Suite à notre article annonçant deux livres publiés par Oruno D. LARA, dont l’un concerne la période de la libération des esclaves en 1848, et suite aussi aux commentaires assortissant ce Blog, commentaires mettant en relation les liens et l’histoire réelle des échéances effectives qui ont conduit et abouti à “1848”, YL Monthieux, souligne ici ce qui lui paraît important dans cette chronologie “fondatrice”. à vous de juget et, évidemment, notre blog et les pages de Antilla vous sont ouvertes…

Y-L Monthieux : “Le 25 février 1848, une date peu connue des Martiniquais.”

A ce jour, ni les historiens ni les commémorateurs de l’Abolition de l’esclavage n’avaient été prolixes sur la date du 25 février 1848 que Oruno de Lara porte à la connaissance des lecteurs non-initiés. La décision d’abolir l’esclavage a donc été prise par le gouvernement provisoire à l’Hôtel de ville de Paris au lendemain même du jour de la proclamation de la République, le 24 février 1848. Ce fut donc l’une de ses toutes premières décisions prises par la Deuxième République. C’est dire que le dossier avait déjà été ficelé.

Mais on ne doit pas instrumentaliser cette décision au profit ou au détriment de tel ou tel héros. Le bénéfice historique de l’évènement doit être partagé entre : – les esclaves eux-mêmes, dont les mouvements de résistance se sont multipliés, – Cyrille Bissette et Victor Schoelcher qui y ont pris leur part, le premier en payant durement de leurs personnes, le second en usant du pouvoir que lui confiaient ses fonctions officielles de député de la Martinique et de la Guadeloupe, – les porteurs des idées anti-esclavagistes exprimées à l’époque, – les 11 membres du gouvernement provisoire, – le Parlement français dont le député Victor Schoelcher.

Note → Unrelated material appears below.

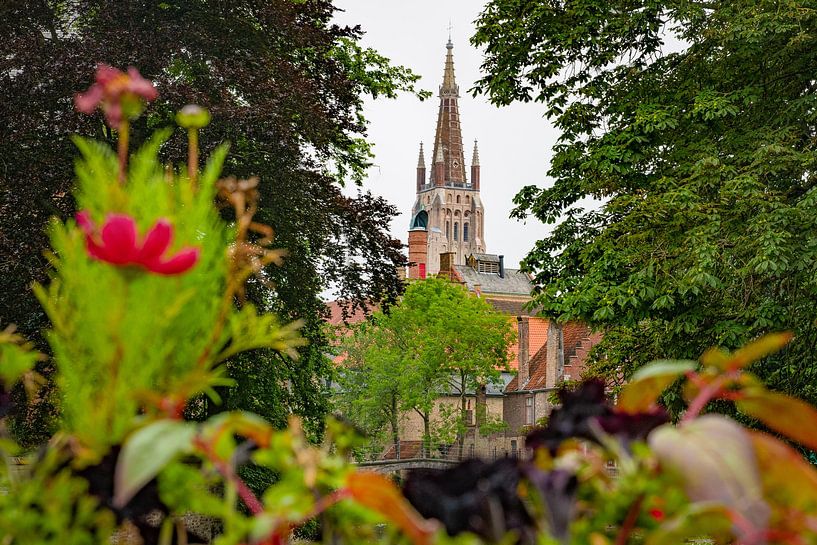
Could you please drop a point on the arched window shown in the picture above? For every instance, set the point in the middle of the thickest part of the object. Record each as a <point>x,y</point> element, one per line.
<point>420,220</point>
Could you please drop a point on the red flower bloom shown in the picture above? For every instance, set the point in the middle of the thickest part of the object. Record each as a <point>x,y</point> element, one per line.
<point>117,243</point>
<point>119,93</point>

La vie d’un projet de loi obéit à plusieurs étapes, de la mise en chantier à la mise en application de la loi. On vient de le voir pour la loi créant une nouvelle collectivité. Parfois on n’entend plus parler d’une loi, une fois votée : elle meurt en quelque sorte par inapplication. Et de fait, le cimetière des lois jamais appliquées est assez vaste. Aussi, la véritable conséquence du soulèvement du 22 mai aura été l’application immédiate de la loi d’Abolition imposée par les insurgés. Cette date qui pourrait symboliser, par ailleurs, les mouvements de résistance des esclaves est retenue à la Martinique pour commémorer le fait historique de l’Abolition.

En revanche, je ne vois pas en quoi la date du 25 février 1848 serait gênante pour les partisans de Victor Schoelcher. Il est plutôt gratifiant pour un homme qui a porté une idée, certes concurremment avec d’autres, de se retrouver à la consécration de cette idée, en la transformant par son propre vote en loi de la République. Cette date devrait davantage incommoder, semble-t-il, ceux qui présentent le 22 mai 1848 comme la seule véritable date de l’Abolition de l’esclavage. En effet, si la controverse porte parfois sur la possibilité ou non, pour les insurgés, d’avoir eu connaissance du décret du 27 avril précédent au moment du soulèvement, il n’y a pas de doute que tous, le 22 mai , à la Martinique, aient eu une parfaite connaissance de la décision du gouvernement provisoire, prise 3 mois plus tôt. Cette décision a découlé, entre autres, des actions menées par Bissette et Schoelcher ainsi que des faits de résistance des esclaves, mais certainement pas du mouvement du 22 mai qui, par contre, pourrait être considéré – on l’a dit plus haut – comme l’accélérateur de l’application de la loi, mais aussi comme un baroud d’honneur.

On observera, enfin, que si justice doit être faite de l’action menée par Cyrille Bissette, ce dernier ne doit pas, devrait pas, devant l’histoire, se trouver en compétition avec le Victor Schoelcher ou se substituer à lui. Il ne faudrait donc pas substituer le Tout-Bissette au Tout Schoelcher, au risque supplémentaire de jeter un voile sur la partie Guadeloupéenne de l’évènement, que représente aussi Schoelcher, puisque ce député représentait les deux colonies au moment du vote de la loi.

Quoi qu’il en soit, nous ne devons pas nous payer de mots et laisser croire aux Martiniquais, par des déclarations, des allusions et surtout des silences, que le gouvernement provisoire ait attendu le soulèvement des Martiniquais, le 22 mai 1848, pour décider de la fin de l’esclavage sur l’ensemble des « terres françaises », 3 mois plus tôt.

Si l’on en croit Henri Pied, les ouvrages de Oruno D. Lara devraient secouer le cocotier. Cela promet.

Yves-Léopold Monthieux, samedi 23 juillet 2011

NDLR : La photo représente la Statut de la libération de l’escalve à Gorée/Sénégal.